[PATCH] wil6210: remove obsolete msm platform code
Arnd Bergmann
arnd at arndb.de
Thu Oct 2 05:11:22 PDT 2014
On Thursday 02 October 2014 14:29:06 Vladimir Kondratiev wrote:
> On Tuesday, September 30, 2014 05:48:20 PM Arnd Bergmann wrote:
> > The wil6210 driver has a glue layer for the Qualcomm MSM platform
> > code, which apparently could never build and is unlikely to
> > ever be able to in the future, as the MSM platform is being phased
> > out in favor of the new QCOM platform, and the driver relies
> > on out-of-tree infrastructure. Trying to build it currently
> > results in this error:
> >
> > drivers/net/wireless/ath/wil6210/wil_platform_msm.c:19:27: fatal error: linux/msm-bus.h: No such file or directory
> >
> > Removing the driver fixes the build and makes it possible to
> > build an allmodconfig kernel for MSM.
> >
> > Signed-off-by: Arnd Bergmann <arnd at arndb.de>
> >
>
> We are investigating this, looking for the appropriate solution.

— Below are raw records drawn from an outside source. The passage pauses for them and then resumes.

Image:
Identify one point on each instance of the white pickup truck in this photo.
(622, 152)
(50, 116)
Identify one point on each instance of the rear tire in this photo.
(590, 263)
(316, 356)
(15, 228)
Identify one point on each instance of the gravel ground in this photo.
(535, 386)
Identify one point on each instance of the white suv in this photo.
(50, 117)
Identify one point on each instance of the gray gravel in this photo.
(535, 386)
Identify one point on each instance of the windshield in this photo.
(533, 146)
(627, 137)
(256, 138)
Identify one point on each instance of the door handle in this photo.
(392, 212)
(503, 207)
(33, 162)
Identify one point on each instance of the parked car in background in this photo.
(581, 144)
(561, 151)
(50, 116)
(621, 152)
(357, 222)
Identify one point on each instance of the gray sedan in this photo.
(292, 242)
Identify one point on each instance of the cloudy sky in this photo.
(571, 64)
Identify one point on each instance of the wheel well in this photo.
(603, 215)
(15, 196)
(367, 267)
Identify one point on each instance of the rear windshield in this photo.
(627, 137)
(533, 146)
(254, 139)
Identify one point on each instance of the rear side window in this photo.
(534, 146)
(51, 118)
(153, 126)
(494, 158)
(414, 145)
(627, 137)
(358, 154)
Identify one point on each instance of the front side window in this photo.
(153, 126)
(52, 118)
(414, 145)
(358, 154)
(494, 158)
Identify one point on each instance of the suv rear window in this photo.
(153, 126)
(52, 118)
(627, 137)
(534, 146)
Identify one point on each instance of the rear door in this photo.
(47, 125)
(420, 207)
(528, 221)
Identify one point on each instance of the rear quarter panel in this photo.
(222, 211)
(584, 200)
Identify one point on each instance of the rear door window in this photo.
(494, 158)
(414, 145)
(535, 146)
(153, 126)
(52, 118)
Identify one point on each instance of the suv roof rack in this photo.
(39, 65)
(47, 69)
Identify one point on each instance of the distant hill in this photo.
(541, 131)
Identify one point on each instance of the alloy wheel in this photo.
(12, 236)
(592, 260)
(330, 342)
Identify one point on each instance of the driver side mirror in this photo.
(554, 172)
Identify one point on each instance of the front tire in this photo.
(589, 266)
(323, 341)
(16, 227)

> Thanks for pointing to this.
FWIW, I took a closer look at the actual driver code now. It's
actually worse than I thought and I don't see any possible way
out other than removing this driver completely and starting a
new one, if you want to use it for mach-qcom. I hadn't realized
before that this is actually new code rather than ancient bitrot
that suddenly started causing problems.
Some of the worst problems are:
- the driver scans for DT properties that are completely
undocumented and have not been reviewed
- if they had been reviewed, the first comment you would have
received is that the binding makes no sense: you scan for
another node rather than taking the node you already have for
the PCI device, then pass data into a random soc-specific
driver API that is not part of the upstream kernel.
- as mentioned in the my patch above, the code has never been
compiled on a mainline kernel and now breaks builds.
I think the only way forward is to have the platform support for
whatever chip this is meant for reviewed and merged first and
then you can write a new glue driver for the interfaces we end
up putting into the kernel.
My guess is that with proper interfaces between the platform
bus driver and the wil driver glue, there would be very little
left in terms of interface and you can just call a generic
interface from the PCI driver, passing the 'struct device'
for the PCI dev in to an exported interface when provided.